Архимандрит Софроний был консерватором в высшем смысле этого слова: он всегда жил и богословствовал в русле святоотеческого Предания. В то же время, ему были близки некоторые литургические идеи Поместного Собора 1917-18-х годов. Так, отец Софроний находил несомненно правильной идею вовлечь народ в более тесное участие в Литургии. Одним из таких путей было чтение тайных молитв вслух. Впрочем, сам старец пошел в этом смысле по-другому пути. «В том месте, где обычно принято читать дополнительные молитвы или прошения на Литургии, то есть после Евангелия, я стал добавлять некоторые прошения и затем молитву, приготовительные к таинству, чтобы помочь предстоящим перед самым важным моментом Литургического канона собраться и внутрь себя, и воедино с иереем». Приведем в качестве примера только одно из таких прошений, написанных старцем: «Отче Благий, Сыне Единородный, Душе Святый, Троица Святая и всезиждительная, непостижимым повелением Твоим призвавшая нас от небытия в жизнь сию, и Тебе Единаго, воистину сущаго Бога познание нам даровавшая, сподоби нас в сей страшный час священнодействия принести Тебе разумное благодарение и непорочное славословие и яви ны достойны воздати Тебе жертву духовную о гресех наших, молим Ти ся, услыши ны и помилуй» (первое прошение первой пятерицы) (Письма в Россию).

«Литургия строится таким образом, чтобы воспроизводить в нашем сознании возможно полнее ДЕЛО Христа на Земле (Ин. 17, 4)», – подчеркивал отец Софроний. По мере служения Литургии священнику должно открываться все более и более это ДЕЛО спасения. «Ибо в вас должны быть те же чувствования, какие и во Христе Иисусе» (Фил. 2, 5).

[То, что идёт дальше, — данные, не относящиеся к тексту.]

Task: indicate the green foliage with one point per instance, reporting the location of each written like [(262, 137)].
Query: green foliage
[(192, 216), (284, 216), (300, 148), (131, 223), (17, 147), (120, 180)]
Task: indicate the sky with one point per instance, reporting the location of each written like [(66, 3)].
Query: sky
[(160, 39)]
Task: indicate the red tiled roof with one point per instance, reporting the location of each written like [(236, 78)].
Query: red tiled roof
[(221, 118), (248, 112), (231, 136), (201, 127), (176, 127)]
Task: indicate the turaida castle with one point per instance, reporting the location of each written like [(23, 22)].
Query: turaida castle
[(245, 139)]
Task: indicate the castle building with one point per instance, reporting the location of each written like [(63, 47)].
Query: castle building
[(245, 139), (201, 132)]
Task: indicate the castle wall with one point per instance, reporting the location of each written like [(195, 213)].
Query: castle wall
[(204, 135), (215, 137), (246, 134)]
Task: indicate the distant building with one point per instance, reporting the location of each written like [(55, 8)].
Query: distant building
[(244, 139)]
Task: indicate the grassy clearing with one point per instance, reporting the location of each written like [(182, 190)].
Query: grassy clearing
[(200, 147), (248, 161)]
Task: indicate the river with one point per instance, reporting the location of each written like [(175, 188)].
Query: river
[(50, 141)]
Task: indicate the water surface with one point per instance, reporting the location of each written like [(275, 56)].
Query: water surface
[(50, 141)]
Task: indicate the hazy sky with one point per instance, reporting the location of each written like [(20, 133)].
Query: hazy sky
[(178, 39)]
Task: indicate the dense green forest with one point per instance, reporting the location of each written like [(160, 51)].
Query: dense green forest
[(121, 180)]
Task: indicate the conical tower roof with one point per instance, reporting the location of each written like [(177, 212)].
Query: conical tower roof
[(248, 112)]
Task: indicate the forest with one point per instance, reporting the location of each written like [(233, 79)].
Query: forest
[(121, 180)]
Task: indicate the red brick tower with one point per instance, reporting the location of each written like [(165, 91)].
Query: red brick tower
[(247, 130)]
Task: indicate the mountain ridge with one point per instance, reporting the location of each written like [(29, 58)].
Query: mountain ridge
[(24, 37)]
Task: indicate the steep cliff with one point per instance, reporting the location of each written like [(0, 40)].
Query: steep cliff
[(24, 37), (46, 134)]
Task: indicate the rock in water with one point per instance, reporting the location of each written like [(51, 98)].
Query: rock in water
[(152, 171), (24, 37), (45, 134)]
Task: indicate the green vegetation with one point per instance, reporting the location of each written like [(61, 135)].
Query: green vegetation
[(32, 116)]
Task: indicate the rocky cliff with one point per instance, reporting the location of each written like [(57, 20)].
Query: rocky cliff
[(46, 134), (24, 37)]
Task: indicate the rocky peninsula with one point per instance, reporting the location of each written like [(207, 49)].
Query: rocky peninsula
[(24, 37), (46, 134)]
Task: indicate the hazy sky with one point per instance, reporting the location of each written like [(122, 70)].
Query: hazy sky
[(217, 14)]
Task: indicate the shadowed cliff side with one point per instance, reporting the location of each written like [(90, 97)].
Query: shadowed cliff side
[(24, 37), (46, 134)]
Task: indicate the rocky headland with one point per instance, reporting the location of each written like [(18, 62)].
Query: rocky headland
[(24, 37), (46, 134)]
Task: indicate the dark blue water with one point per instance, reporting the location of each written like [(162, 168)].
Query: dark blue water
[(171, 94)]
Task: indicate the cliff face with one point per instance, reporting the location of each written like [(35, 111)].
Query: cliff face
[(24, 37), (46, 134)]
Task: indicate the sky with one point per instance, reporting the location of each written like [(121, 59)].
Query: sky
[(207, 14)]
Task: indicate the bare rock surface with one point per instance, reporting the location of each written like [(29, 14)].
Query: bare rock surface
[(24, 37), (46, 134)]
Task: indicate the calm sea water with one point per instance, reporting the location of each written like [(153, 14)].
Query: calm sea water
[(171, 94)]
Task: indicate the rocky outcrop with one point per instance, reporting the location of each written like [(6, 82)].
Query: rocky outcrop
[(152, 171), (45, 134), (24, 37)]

Проникая в неисчерпаемые тайны Литургии, проникаясь ею, мы постепенно будем усваивать дух Христов – именно в этом выражается подлинное усвоение христианином Литургии. «Разделяя со Христом Его Чашу, мы через причащение Тела Его и Крови воспринимаем также и Его Божество, как оно явлено Им на Земле во плоти и как оно вечно пребывает на небесах» (Видеть Бога как Он есть).

Сознание этого высочайшего призвания и дара накладывает на христианина (и особенно на священника) особую ответственность. Принимая Христову Чашу, мы приобщаемся не только Божества Христова, но и Его страданий (ср.: Мф. 20, 22). Страдание является одновременно и благословенным даром и условием самого спасения. «Спасаемся мы в высшем смысле через соучастие в страданиях Христа за нас. Включаясь в жизнь Господа на Земле, мы обретаем Божественную вечность, исполненную любви» (Видеть Бога как Он есть). А любовь Христова в этом мире остается неизбежно страдающей.

И снова старец подчеркивает, что «литургическая молитва – одна из самых тягостных. Мы живем ее в страшном разрыве всего нашего существа». Дело в том, что мир живет своей, далекой от Евангельской истины, жизнью: во мраке неведения, ненависти, опустошенности… «Дух Божий не находит отклика в отчужденных от Бога сердцах, и молитва, как бы отвергнутая людьми, возвращается к молящемуся, нанося ему рану». Иногда от этого может придти уныние, разочарование и даже отчаяние, чувство безнадежности что-либо изменить. Однако необходимо помнить, что эти «упадочные» помыслы исходят от врага нашего спасения. «Защита от сих упадочных мыслей – иметь в памяти Христа, боровшегося против всего мира в Своем одиночестве. Победа неизбежно придет, но не в плане видимой истории Земли. Она, победа, уже неустранимый Факт: «Я победил мир», сказал Господь (Ин. 16, 33)» (Видеть Бога как Он есть).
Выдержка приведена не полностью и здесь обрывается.